Y a-t-il une conception universelle de la musique ?

 

            Dans l'esprit et le discours du musicien, du musicologue et même du citoyen non spécialiste, le terme "musique" renvoie le plus souvent à une réalité bien établie et acceptée. Quand bien même une définition exacte du terme est difficile à négocier et que des nuances d'ordre affectives et esthétiques interviennent nécessairement dans certains jugements subjectifs.

Ce "confort intellectuel" est remis en question dès lors que l'on élargit son champ d'investigation dans l'espace et dans le temps. Le "concept globalisant" du terme est loin d'être universellement partagé.

Au Tibet, par exemple, le terme "n'ga-ro" désignera toute émission sonore, qu'elle soit "musicale" ou non et aucun terme n'existe pour cerner le champ que l'on associe en Occident à la musique (Ricardo Canzio).

Le mot "musique" n'a pas d'équivalent non plus en arabe yéménite de même qu'il n'en n'a pas en arabe classique, du moins pas avant le 20è siècle, nous apprend Jean Lambert dans "la médecine de l'âme" (Nanterre, société d'ethnologie, 1997, page 26).

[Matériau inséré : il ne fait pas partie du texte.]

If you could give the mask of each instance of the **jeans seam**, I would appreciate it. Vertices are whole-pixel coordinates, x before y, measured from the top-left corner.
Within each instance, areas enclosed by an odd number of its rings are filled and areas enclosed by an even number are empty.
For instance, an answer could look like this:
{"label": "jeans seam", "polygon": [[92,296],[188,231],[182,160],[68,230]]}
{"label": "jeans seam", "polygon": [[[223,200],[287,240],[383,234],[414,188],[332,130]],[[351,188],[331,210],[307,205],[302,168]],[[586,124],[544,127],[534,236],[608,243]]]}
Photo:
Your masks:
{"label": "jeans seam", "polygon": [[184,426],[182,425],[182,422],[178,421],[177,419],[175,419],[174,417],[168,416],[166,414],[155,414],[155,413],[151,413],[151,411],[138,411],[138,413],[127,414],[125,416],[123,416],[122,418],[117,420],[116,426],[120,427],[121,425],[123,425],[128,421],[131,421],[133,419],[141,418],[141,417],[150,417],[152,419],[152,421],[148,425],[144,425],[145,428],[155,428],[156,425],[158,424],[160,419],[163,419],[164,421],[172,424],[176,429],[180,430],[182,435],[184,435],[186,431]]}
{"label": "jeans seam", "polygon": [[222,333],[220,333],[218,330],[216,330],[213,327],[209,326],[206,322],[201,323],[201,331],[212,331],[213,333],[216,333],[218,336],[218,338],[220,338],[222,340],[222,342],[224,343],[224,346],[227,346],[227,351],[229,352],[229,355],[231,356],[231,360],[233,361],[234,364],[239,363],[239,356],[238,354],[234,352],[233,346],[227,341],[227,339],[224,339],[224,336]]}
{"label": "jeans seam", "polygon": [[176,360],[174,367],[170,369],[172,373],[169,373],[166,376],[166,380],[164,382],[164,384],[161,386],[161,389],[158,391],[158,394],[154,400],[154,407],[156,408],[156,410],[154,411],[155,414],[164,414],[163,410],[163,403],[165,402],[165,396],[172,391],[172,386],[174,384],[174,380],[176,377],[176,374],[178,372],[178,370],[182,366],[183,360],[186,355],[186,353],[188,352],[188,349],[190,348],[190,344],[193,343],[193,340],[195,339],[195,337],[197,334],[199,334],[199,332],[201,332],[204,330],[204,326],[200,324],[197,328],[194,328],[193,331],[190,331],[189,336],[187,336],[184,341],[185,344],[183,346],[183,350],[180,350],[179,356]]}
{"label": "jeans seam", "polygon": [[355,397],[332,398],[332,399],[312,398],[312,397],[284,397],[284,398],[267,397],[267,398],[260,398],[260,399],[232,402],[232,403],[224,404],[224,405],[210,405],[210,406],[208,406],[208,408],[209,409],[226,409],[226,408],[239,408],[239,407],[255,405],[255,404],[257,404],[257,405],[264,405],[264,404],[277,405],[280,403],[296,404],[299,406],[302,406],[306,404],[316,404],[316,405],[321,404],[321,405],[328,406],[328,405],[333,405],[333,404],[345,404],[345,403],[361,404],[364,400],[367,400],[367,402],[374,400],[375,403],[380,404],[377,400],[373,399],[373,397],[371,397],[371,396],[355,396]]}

Simha Arom signale que, à sa connaissance, il n'y a aucun terme dans aucune langue africaine pour dire "musique". Il y a bien des mots pour dire "chant", pour désigner certaines catégories de chants, pour les répertorier, mais le mot "musique" n'existe pas; ou encore, il n'y a pas de termes génériques pour "mélodie" ni "rythme" (in "de l'écoute à l'analyse des musiques centrafricaines", analyse musicale n°1, 1985, pages 35-36).

Ailleurs, c'est la danse qui, si étroitement liée à la musique instrumentale, ne se distingue d'elle par aucun mot distinct (chez les Dan de Côte d'Ivoire, le terme "ta" recouvre une catégorie d'expression artistique comprenant la danse, la musique instrumentale et le chant dansé ou dansable).

En Occident, nous donnons au terme une signification plus étroite qu'il en eut à l'origine, puisque, comme nous le montre l'étymologie, il s'agissait d'abord en Grèce antique, de l'ensemble des activités gouvernées par les muses.

On remarquera donc l'impossibilité d'arriver à une définition universellement satisfaisante de la musique au vu des conceptualisations distinctes. "Le fait musical est un fait social et anthropologique total", disait Molino.

L'ethnomusicologue doit donc parfois prendre en compte des champs connexes non musicaux, dans l'acception occidentale du terme, mais pertinents dans celle de la culture étudiée.